One of the bags under the host’s eyes, the son who had remained retracing the steps of his father over the floor here, looked as if it had been blackened. (There was a good deal of skin complaints in the Tropics.) The wry smiling cast back to many years before.
            The date on the pair of buildings this side was 1936. Father out from Hainan had bought the one on the left from Indian chettiars—the famous South Indian community bankers of the region.
            The communist menace had of course gripped the region with some force. Not until 1964, a couple of years before the Australian Aboriginal peoples, had the former Chinese coolies been granted the franchise in Malaya. The Americans in Vietnam had learnt lessons from the British in Malaya: Agent Orange, jungle warfare, hunting out sympathizers in the rural areas, resettlement and collective punishment—the Brits had written the textbook. The old Forward-Scout met in Ipoh three years earlier returned to mind with these cubicles and coat hooks mounted on the wall of Kedai New Eastern Restoran. If only the British had been in charge in Vietnam!...the Forward-Scout had lamented.
            Shy young British lads ill-at-ease under the eyes of the Yellow people they were fighting in the jungle. (Like in Vietnam, identification of individuals was terribly difficult and resulted in numerous errors.) Weary lads here in the heat put off their tucker.
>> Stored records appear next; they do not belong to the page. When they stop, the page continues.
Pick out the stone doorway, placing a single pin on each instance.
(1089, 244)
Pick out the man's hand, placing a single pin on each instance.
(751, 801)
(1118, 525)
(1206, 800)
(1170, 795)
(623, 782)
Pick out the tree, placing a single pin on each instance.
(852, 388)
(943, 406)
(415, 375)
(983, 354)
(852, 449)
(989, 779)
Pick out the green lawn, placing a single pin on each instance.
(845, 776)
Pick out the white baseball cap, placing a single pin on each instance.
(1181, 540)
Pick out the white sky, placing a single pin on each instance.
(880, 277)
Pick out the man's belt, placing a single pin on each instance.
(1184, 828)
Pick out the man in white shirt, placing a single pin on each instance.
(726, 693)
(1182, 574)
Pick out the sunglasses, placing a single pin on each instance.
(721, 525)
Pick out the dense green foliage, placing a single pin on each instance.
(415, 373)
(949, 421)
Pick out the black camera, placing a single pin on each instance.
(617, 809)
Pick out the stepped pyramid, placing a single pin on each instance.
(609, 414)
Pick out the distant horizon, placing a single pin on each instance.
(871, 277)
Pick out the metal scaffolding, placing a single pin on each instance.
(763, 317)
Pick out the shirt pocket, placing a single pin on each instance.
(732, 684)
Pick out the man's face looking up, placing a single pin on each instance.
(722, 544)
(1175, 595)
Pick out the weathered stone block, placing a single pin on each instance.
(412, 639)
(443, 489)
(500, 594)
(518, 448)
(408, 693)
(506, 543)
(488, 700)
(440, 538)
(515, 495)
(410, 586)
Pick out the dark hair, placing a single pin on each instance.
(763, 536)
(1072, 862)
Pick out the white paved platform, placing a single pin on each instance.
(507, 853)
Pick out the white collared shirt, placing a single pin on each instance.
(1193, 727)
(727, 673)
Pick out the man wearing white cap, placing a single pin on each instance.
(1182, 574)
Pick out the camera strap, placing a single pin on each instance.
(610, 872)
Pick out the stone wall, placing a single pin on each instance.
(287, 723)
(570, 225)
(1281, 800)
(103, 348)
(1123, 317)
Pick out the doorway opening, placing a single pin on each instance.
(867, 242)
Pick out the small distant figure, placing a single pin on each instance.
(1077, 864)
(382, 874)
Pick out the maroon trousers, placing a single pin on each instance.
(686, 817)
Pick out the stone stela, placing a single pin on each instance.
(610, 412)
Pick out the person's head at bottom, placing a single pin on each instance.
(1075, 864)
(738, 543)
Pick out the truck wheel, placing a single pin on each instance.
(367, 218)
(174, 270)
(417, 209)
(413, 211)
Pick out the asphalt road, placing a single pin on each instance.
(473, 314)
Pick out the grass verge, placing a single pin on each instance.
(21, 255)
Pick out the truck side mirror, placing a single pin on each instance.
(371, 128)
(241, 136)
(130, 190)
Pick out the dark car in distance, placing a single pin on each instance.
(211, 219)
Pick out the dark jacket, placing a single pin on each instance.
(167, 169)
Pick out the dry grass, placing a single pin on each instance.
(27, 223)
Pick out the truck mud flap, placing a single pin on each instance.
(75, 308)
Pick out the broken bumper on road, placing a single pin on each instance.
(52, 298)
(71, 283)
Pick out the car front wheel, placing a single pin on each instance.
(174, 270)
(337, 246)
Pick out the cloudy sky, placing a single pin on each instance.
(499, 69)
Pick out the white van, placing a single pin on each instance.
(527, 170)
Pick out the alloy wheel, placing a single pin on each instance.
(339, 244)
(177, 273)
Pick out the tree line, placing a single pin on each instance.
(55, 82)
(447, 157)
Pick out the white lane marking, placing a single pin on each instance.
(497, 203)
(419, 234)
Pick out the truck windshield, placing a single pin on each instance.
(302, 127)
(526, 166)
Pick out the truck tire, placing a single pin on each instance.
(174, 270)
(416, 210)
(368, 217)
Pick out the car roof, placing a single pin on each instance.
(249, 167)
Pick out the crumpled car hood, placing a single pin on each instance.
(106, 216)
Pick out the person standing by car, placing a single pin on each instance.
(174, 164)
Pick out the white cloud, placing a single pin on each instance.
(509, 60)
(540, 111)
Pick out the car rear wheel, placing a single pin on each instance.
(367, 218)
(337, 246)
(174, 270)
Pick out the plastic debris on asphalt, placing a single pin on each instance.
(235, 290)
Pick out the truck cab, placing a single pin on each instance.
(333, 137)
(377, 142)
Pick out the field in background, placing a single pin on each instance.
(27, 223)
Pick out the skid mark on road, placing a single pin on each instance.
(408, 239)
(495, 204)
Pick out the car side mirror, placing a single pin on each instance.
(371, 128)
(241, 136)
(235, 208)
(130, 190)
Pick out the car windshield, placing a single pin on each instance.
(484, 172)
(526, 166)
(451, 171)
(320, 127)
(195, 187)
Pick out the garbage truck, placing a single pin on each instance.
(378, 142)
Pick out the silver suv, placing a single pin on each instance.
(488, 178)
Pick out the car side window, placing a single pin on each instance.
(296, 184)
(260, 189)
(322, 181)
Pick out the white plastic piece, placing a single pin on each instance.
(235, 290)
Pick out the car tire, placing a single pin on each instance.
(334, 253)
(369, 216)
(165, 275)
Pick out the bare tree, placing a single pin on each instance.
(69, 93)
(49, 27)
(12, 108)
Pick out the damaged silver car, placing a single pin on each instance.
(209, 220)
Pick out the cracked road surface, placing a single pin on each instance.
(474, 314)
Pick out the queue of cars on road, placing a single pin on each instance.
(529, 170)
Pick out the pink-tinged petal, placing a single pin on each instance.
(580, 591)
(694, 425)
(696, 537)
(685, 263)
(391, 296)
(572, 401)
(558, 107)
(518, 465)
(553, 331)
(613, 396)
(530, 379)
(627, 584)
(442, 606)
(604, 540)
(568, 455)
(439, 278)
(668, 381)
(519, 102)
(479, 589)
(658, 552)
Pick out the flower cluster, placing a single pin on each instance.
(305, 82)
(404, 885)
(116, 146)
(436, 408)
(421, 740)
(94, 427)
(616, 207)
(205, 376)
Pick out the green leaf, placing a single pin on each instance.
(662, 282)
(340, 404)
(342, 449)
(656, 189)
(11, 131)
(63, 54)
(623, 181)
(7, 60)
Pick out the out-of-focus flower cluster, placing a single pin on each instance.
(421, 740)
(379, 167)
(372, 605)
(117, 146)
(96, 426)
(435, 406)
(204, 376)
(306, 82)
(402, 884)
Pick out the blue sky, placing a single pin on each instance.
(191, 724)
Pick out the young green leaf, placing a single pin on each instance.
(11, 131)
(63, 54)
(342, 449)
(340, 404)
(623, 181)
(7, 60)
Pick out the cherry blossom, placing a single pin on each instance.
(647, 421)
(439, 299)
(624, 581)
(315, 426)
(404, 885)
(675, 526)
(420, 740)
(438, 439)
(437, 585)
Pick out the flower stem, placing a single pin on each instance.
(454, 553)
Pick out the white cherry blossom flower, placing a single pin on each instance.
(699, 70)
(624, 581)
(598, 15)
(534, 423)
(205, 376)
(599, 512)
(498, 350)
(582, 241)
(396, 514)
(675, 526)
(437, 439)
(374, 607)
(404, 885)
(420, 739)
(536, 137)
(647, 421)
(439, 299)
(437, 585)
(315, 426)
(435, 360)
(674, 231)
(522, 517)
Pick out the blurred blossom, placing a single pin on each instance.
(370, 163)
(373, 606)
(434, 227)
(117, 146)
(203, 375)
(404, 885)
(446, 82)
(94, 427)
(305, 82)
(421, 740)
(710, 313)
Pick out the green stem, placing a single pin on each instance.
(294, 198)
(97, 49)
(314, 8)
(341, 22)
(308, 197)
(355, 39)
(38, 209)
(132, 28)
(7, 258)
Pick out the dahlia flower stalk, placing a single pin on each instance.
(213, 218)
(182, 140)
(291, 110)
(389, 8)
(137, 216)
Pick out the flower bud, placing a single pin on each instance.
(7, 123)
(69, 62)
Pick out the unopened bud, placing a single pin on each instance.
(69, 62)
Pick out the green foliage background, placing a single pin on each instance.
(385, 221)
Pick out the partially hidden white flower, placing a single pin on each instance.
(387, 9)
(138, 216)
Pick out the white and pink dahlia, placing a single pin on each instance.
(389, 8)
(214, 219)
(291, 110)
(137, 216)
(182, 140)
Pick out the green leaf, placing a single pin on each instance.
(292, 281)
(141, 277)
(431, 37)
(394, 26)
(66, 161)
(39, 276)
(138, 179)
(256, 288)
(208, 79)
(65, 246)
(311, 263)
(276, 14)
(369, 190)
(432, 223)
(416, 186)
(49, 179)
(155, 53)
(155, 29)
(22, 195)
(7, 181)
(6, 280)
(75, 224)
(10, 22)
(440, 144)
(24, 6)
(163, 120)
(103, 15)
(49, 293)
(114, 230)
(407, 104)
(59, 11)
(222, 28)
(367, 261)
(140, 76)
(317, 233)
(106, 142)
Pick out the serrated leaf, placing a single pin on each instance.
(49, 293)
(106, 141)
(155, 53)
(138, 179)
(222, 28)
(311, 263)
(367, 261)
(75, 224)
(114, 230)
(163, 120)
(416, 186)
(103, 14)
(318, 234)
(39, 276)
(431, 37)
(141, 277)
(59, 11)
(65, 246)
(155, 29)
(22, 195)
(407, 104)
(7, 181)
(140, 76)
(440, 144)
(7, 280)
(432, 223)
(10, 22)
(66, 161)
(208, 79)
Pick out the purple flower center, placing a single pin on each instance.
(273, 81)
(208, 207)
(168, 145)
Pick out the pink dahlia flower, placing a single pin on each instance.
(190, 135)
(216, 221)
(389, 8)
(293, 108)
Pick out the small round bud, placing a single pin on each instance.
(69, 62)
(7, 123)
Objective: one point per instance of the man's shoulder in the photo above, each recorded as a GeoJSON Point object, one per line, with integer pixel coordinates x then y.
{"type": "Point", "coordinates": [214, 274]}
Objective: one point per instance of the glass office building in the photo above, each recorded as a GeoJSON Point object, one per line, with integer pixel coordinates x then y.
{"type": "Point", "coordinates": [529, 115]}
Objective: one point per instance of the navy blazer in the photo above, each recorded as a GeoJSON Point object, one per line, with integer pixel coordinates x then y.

There would have been drapes over the entry-ways to the cubicles at New Eastern back in the day. 
            One was reminded too of reports from other far-flung colonial outposts where the impressive, lordly newcomers in their smart uniforms and carrying glinting iron seemed some kind of superlative beings from the realms where the departed ancestors had journeyed. It was only when the men unzipped that the whisper went out of the shared humanity. 

            It was an insight that took some while longer on the other side.